Solar Orbiter is the European mission to go to the sun and is being built right at this moment. There is a lot of British involvement and in my department we are involved with two of the instruments. One is called the solar wind analyser, which measures this extended atmosphere of the sun that sweeps out into the solar system. Secondly, we are also involved in an extreme ultraviolet (EUV) imaging telescope that will take pictures of the atmosphere of the sun. We will launch it in early 2019 and get close to the sun a few years later. So it’s really a mission that allows us to study the sun up close and personal to see what the atmosphere is like close in, how the atmosphere is controlled, and how it changes over time. But then other aspects of missions that I am interested in are related to space weather and we are working at the moment on a space weather mission. So the analogy is that we have weather satellites that allow us to forecast the conditions of the weather on the earth and the terrestrial atmosphere and what we want is a space weather monitor for Europe so that we can monitor the sun’s atmospheric changes and forecast space weather better. At the moment, we are working with the European space agency to develop the concept of that space weather mission. We call it the ‘Lagrange mission’ in reference to special points in the solar system where we want to put this spacecraft. If successful, depending upon continued funding and if Europe pulls together to work on it, then we should hopefully launch our space weather monitor in the 2020s.
Q) Brexit is affecting lots of companies on a different level, does it have any impact on the Solar Orbiter programme?
So for us Brexit is important but it doesn’t affect our work with the European Space Agency so we will still be a paid-up member of the European Space Agency and that’s the organisation that is developing the space weather monitor.
Q) What is your motivation for promoting science engagement consistently throughout your career?
I think partly it is because it is really good fun. I love to talk to people who also feel enthusiastic about astrophysics so there’s a personal and immediate reward from just sharing this enthusiasm. Then there is a bigger issue around ensuring that I, as a publicly funded person, make available to the public our findings, and encourage the next generations to do this work, girls in particular. I’m interested to show to young women that women can be scientists, engineers and mathematicians too.
Q) What have been the best moments of your career?
Oh, some of the best moments of my career? Well there are sort of two camps—one is when you see something in the data that you know nobody else has seen, so you come into work one day and you see the sun producing perhaps an amazing eruption and you know that nobody else has seen that dataset yet, and the other thing that I really enjoyed is doing operations on satellites. Because my department builds instruments that then get launched with ESA, NASA and other space agencies like the Japanese Space Agency, we have a duty and responsibility to operate these telescopes. So I have had a lot of fun working with NASA and the Japanese Space Agency doing satellite operations.
Q) Lastly, do you believe that religion can play a role in finding information about galaxies or the solar system?

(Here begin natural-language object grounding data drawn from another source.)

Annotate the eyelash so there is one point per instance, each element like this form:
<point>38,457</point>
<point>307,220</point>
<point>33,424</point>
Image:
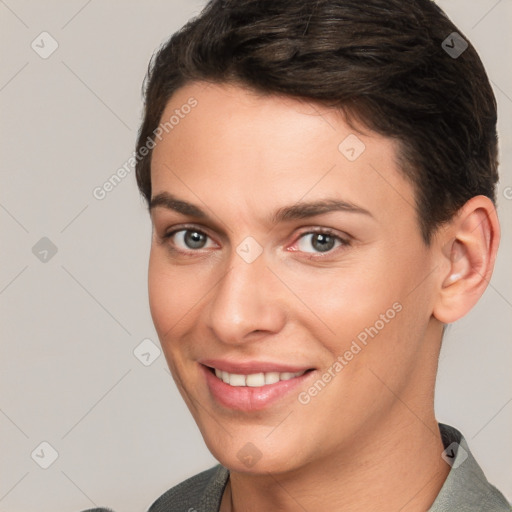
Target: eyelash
<point>344,242</point>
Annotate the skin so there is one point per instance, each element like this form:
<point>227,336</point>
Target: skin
<point>369,440</point>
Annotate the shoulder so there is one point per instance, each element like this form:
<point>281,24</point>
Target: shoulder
<point>466,487</point>
<point>199,493</point>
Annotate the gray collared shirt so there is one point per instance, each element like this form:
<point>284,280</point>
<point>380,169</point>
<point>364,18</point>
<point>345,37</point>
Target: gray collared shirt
<point>465,489</point>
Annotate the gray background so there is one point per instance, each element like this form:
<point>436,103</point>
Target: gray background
<point>70,324</point>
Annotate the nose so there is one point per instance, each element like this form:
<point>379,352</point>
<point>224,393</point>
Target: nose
<point>246,303</point>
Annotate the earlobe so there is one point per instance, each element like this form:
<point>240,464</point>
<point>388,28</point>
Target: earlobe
<point>467,251</point>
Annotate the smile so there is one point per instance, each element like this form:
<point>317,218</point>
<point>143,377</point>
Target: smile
<point>254,391</point>
<point>255,380</point>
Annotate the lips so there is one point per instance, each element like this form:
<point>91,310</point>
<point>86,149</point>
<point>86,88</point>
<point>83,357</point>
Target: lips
<point>251,386</point>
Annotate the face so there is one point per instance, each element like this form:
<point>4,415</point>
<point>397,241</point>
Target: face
<point>288,280</point>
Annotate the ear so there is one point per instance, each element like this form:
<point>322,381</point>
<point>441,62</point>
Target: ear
<point>467,247</point>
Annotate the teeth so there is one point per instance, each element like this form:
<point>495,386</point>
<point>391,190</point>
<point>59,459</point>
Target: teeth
<point>255,380</point>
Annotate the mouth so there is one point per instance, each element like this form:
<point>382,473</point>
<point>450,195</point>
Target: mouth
<point>254,380</point>
<point>252,391</point>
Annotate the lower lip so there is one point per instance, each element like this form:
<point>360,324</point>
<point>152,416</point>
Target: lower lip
<point>246,398</point>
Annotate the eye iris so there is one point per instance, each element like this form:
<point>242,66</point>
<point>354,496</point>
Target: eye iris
<point>323,242</point>
<point>194,239</point>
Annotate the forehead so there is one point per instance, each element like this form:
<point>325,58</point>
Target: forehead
<point>260,150</point>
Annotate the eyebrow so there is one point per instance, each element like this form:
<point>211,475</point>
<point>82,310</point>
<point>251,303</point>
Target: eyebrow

So for me there are different approaches to the world and how we investigate the world around us. For me, my approach is that I want the data. I want observation and information that I can use to answer questions. But I know that for many of my colleagues the two aspects are very important and that they sit together and they do use religion for inspiration. For my perspective though, I am totally focussed on the observation and the scientific data that I can get.